The Figs. 8 and 9 show the file creation result for one client and eight metadata servers. From the above, if we handle file creation by the original method in distributed metadata file system, the throughout is about 0.95 kops for different request intervals. If a client send file creation by multi-stage file submission for metadata and metadata servers aggregate several metadata files into one metadata file, the throughout increases. Increasing of aggregation time, the throughout increases. For example, if request interval is 0.1 ms and aggregation time is 0.4 ms, the throughout can get up to 6.57 kops, which about times six throughout of the original method. Even there are different request intervals, throughout increases. The result shows that if there is less request interval, throughout can get more improvement. At the same time, response time is important for client. From the experiment result, it shows that the original response time is about 0.5 s. If request interval is 0.1 ms, the response time increases at first and then decreases with the aggregation time increasing. The response time can get up to 0.03 s when the aggregation time is 0.8 ms. Although there may be more time to pay on a file creation request, the mean response time can decrease for that metadata servers can take full advantage of the locality and decrease the number of I/O.
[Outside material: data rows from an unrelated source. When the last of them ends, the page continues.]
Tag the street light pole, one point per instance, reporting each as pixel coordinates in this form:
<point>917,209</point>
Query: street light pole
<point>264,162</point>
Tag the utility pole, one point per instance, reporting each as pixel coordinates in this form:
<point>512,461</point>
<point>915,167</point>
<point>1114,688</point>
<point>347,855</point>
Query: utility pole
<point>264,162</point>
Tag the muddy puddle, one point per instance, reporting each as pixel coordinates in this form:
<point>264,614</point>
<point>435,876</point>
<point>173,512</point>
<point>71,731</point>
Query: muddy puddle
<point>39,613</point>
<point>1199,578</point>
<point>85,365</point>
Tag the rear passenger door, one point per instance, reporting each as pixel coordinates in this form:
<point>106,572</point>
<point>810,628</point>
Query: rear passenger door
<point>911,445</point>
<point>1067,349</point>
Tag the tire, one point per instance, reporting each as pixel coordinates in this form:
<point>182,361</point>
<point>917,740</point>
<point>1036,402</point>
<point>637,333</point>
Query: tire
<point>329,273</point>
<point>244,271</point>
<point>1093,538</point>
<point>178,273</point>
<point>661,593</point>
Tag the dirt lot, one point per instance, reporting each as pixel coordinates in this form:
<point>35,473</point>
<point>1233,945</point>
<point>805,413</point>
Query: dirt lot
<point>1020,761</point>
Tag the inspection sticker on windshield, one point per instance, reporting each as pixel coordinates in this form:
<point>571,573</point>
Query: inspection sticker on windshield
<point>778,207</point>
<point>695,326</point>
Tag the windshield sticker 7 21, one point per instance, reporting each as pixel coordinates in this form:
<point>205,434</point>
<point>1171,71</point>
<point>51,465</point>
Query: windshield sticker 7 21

Secondly, in order to prove that we can scale to multiple clients, we simulate sixteen clients and eight metadata servers. In this situation, we also make every client create one thousand file in the same directory.

Fig. 10.
figure 10

Throughout for several clients files creation

Fig. 11.
figure 11

Mean response time for several clients files creation

The Figs. 10 and 11 show the experiment result for sixteen clients and eight metadata servers. As expected, the throughout is about 0.92 kops in the old way. There will be an improvement for file creation by using multi-stage files submission for metadata method. No matter how long is the request interval, the throughout increases and even gets up to 14.06 kops with 0.8 ms aggregation time. At the same time, response time is also important for service. From the Fig. 11, the mean response time decreases. The mean response time is about 8.64 s when using the original method. By this method, the mean response time decreases to 0.52 s. Of course, we just test file creation operation for distributed metadata file system. The result shows that this method can scale to more clients, not only one client for distributed metadata servers.

6 Conclusion

In this paper, we firstly analyze the file creation protocol for distributed metadata file system, and then present our method, called multi-stage file submission for metadata. Of course, our method is just for intensive-metadata creation situation, which is more high performance. Because distributed metadata file system is more complex, we hope that this way could help distributed metadata file system design more useful for specific situation, especially for intensive-metadata creation.